Five Tips to Improve Your Facebook Strategy:

  1. Ask questions: The modern-day consumer isn’t shy with opinions (surprise, surprise). That’s why asking questions not only engages your customers, questions rack up comments, which is highly favored by Facebook’s algorithm. Ask what people are reading (relevant to your industry), do a product mashup and ask your followers to vote for their favorite, or post a photo and ask people to caption it. The bottom line: Don’t be afraid to have fun.
  2. Make it visual: Kissmetrics, a marketing automation company, says Facebook posts with photos get 53% more likes, 104% more comments, and 84% more click-throughs than text-based posts. Don’t have a graphic designer or photographer? No problem. Use free tools like Canva—which comes with hundreds of free design templates, icons, and stock photos—to create professional-looking graphics, without the price tag.
  3. Share videos: Facebook says that live videos get six times as many interactions as regular videos and lead to more discussions among followers. Use Facebook Live to show behind-the-scenes clips, team interviews, new-product reveals, and more.
  4. Advertise: Shawn Kemp at Action Sprout said, “Five dollars on a highly engaging story goes a long way.” Advertising extends reach to your audience.

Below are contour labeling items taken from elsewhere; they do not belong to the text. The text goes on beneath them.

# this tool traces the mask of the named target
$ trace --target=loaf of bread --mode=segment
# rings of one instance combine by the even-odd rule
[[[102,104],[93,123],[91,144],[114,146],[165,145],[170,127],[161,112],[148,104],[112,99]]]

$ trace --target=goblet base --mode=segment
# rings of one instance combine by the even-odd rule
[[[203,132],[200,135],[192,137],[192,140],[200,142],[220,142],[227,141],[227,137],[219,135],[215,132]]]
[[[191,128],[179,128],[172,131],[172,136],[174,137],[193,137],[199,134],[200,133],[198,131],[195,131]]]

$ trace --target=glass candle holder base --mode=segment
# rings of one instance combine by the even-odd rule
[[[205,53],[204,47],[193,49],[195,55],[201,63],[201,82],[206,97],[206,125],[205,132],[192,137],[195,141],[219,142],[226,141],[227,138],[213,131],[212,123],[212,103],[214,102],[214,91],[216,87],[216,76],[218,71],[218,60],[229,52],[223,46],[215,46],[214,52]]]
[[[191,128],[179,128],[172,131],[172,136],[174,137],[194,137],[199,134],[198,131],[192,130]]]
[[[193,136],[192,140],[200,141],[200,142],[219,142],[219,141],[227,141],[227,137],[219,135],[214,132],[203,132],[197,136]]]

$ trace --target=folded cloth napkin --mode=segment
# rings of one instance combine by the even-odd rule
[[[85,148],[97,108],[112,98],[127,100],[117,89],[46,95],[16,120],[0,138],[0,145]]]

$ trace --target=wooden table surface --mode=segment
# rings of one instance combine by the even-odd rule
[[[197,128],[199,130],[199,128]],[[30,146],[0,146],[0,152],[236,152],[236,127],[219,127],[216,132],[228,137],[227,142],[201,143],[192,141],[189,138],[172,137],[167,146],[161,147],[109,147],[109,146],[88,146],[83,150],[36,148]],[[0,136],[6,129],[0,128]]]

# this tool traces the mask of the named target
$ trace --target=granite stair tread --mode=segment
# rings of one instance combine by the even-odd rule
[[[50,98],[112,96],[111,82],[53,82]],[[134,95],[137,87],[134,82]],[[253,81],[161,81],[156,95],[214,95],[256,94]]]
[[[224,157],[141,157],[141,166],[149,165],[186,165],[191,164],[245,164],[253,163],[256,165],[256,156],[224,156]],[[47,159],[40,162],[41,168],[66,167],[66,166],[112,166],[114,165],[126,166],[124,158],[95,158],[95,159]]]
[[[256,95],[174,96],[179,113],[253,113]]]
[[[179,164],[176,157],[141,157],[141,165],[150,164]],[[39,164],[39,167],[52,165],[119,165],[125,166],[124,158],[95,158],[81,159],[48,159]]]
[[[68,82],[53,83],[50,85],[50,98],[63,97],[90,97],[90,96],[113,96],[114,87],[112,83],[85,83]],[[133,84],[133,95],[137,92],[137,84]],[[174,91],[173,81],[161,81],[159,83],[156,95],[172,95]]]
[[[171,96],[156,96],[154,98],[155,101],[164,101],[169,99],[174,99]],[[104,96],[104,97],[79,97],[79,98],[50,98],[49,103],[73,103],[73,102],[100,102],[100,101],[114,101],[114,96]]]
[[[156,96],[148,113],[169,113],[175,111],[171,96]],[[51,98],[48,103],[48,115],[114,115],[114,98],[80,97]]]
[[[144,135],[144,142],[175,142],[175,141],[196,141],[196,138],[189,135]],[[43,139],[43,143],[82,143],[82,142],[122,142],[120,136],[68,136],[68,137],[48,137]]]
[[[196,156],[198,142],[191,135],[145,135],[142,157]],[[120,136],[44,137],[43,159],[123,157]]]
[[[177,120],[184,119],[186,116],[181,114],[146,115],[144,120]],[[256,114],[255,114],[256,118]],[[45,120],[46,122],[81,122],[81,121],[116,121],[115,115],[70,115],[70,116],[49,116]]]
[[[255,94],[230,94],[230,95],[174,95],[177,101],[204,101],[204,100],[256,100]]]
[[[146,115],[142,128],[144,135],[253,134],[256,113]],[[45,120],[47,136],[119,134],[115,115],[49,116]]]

Get the most bang for your buck by testing ads to discover what’s most effective. He recommended AdEspresso as one of the best tools, which easily tests up to 100 ad variations at a time so you can see which combination of copy, visuals, audience, and platform get the most conversions.
  5. Reply to comments: This is good customer service, and it also signals to Facebook that your content is creating real discourse—winning you bonus points with the new algorithm. What if someone leaves a rude comment? Put your most friendly foot forward and respond with patience and empathy—apologize, offer a solution, and ask if you can take the conversation offline (or in a more private forum, like a direct message).